Among banks in various midsize categories, between 40 and 43 percent of survey respondents said they had board recruitment plans. But among the largest banks in the survey (those with $5 billion or more in assets), 57.1 percent reported they had organized efforts to recruit new board members.

Conversely, the issue of CEO succession appears to be of greater concern among smaller banks. Among banks with $250 million or less in assets, 70.6 percent reported they had documented plans for CEO and other high-level executive succession. That number declines steadily as bank sizes become larger. Among banks with $5 billion or more in assets, only 42.9 percent of the survey respondents had documented CEO or executive succession plans in place.

Similar trends are seen when comparing survey responses according to the size of the community in which the bank is located. Two-thirds (67.0 percent) of the banks in communities with populations less than 100,000 had documented CEO or executive succession plans. But among the banks in larger communities (those with more than 100,000 in population), fewer than half (48.8 percent) had such plans in place.

The reasons for such size-related differences are not always obvious. One might speculate that small banks with smaller executive teams are more dependent on their CEOs and thus are more concerned about being prepared for a change in the top executive office, particularly if they have a smaller pool of potential candidates from which to choose.

On the other hand, in some instances succession planning also could be used as a tool for retaining promising executives.

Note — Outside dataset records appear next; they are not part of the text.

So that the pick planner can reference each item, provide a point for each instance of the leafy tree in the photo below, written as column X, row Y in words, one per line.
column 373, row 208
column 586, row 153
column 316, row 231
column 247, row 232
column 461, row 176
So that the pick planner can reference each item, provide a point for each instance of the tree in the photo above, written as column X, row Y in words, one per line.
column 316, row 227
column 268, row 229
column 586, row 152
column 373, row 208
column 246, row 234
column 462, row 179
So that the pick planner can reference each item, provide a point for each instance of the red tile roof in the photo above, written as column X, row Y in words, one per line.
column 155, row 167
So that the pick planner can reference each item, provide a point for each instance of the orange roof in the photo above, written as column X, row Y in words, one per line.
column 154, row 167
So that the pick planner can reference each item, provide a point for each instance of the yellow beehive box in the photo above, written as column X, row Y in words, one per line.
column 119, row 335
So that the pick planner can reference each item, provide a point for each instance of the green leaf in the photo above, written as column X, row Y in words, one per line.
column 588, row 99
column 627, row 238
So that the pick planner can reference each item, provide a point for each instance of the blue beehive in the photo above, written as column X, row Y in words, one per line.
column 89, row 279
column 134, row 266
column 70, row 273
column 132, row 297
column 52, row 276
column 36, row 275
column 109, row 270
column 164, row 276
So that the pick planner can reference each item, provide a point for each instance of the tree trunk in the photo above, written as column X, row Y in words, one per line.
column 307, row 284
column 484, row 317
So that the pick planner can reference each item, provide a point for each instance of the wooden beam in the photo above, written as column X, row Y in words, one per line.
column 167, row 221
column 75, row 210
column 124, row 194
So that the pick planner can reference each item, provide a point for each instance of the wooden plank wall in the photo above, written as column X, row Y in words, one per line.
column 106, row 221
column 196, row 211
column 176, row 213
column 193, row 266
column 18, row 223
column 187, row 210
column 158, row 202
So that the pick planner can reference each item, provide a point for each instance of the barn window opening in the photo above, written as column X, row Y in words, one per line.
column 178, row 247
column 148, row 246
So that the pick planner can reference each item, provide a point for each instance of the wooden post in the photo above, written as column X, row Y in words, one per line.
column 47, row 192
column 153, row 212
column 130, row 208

Being named in a succession plan could encourage senior managers to stay with a smaller bank rather than joining a super-regional for more money and opportunity.

Regulatory Issues
Size-related patterns also were seen in the survey responses related to current regulatory developments. Survey respondents were asked to rate their organizations’ levels of concern, understanding and preparedness regarding planned changes to the overtime pay exemption and federal minimum wage rules under the Fair Labor Standards Act and to pending executive pay disclosure requirements under Dodd-Frank.

In these areas, the disparities were less surprising, given the likely impact of these regulatory changes on banks of various sizes. Banks with more than $5 billion in assets expressed significantly higher levels of concern about proposed Dodd-Frank pay-for-performance and pay ratio disclosure requirements than did smaller banks—presumably reflecting higher executive pay scales in large banks. At the same time, though, the largest banks also expressed higher confidence levels in their understanding of and preparation for these requirements.

Smaller banks generally expressed higher levels of concern about the effects of overtime rule changes.

Interestingly, the survey indicates noticeable jumps in the average salaries for several categories of branch and operations management positions. The presumption in this case is that banks are adjusting pay scales in anticipation of the expected overtime rule changes.

Survey data coupled with other research can provide bank directors and officers with useful insights into how other organizations are responding, while also helping them compare their own leadership priorities against those of their industry peers.